Ein paar praktische Minuspunkte sind mir geblieben:
- Die Kapsel hatte einen leicht vitaminigen Nachgeschmack, wenn ich zu wenig Wasser getrunken habe.
- Bei Einnahme später am Vormittag fühlte ich mich kurz etwas unruhiger.
- Die Beschriftung war auf Englisch, weshalb ich am Anfang zweimal hinschauen musste.
- Die Wirkung war subtil, nicht klar messbar von Tag zu Tag.
Ich sehe Femiviton deshalb nicht als Mittel, das bei mir etwas Grundlegendes verändert hat. Es war eher ein kleines Nachjustieren. Die gereizten Spitzen wurden flacher, aber mein Zyklus wurde dadurch nicht plötzlich perfekt. Dazu kommt: In den acht Wochen habe ich versucht, sonst nichts Großes zu ändern, aber mein Alltag ist kein Labor. Schlaf, Arbeit und Stress spielen bei PMS bei mir immer mit hinein.
Aus meiner Sicht passt Femiviton am ehesten für Frauen, die bei PMS vor allem Stimmung, Reizbarkeit und nervöse Anspannung im Blick haben und bereit sind, mindestens einen bis zwei Zyklen geduldig zu bleiben. Wer Kapseln gut verträgt und eine feste Morgenroutine hat, wird mit der Einnahme vermutlich gut zurechtkommen. Eher vorsichtig wäre ich, wenn jemand sehr empfindlich auf Nahrungsergänzungsmittel reagiert oder schnell Magenprobleme bekommt. Bei starken Beschwerden oder wenn sich Zyklusprobleme verschlimmern, würde ich nicht einfach weiter herumprobieren, sondern das einmal medizinisch abklären lassen.

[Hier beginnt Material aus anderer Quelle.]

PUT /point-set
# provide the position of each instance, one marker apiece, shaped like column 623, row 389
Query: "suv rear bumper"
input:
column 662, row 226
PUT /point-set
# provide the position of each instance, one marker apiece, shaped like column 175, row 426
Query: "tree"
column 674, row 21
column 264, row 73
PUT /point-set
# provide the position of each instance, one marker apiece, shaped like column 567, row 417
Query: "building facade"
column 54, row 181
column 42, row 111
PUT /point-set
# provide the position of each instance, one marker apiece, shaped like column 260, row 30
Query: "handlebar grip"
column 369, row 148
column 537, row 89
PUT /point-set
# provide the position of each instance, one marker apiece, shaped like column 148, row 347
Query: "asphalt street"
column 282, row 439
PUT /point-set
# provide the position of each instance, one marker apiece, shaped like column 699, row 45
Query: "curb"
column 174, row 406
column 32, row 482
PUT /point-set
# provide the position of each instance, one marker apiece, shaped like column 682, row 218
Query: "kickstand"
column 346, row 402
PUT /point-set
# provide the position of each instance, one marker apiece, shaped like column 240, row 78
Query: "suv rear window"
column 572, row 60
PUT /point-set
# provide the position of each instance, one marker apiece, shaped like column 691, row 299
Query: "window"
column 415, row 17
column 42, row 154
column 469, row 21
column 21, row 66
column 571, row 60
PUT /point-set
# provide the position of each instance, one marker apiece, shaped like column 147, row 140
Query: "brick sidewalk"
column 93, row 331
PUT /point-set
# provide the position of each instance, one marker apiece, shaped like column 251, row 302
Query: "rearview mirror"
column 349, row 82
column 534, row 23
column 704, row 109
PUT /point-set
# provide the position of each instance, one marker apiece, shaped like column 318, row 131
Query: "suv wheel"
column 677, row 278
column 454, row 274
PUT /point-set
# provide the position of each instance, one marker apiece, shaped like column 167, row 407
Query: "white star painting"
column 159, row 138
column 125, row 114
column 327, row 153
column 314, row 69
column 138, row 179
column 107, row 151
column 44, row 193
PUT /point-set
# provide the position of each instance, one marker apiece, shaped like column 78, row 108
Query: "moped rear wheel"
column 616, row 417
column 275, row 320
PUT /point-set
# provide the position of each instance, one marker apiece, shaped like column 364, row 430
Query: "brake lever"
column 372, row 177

Würde ich Femiviton wieder kaufen? Ja, wahrscheinlich, aber nicht dauerhaft und nicht als Must-have. Ich würde es eher in Phasen nehmen, in denen ich merke, dass mich die zweite Zyklushälfte wieder stärker mitnimmt. Dann wieder morgens nach dem Frühstück, mit viel Wasser und mit Erinnerung im Kalender. Mein Fazit nach acht Wochen: Femiviton hat meine PMS-Reizbarkeit nicht weggezaubert, aber die härtesten Kanten etwas abgeschliffen. Für mich war das genug, um es als leise Hilfe brauchbar zu finden.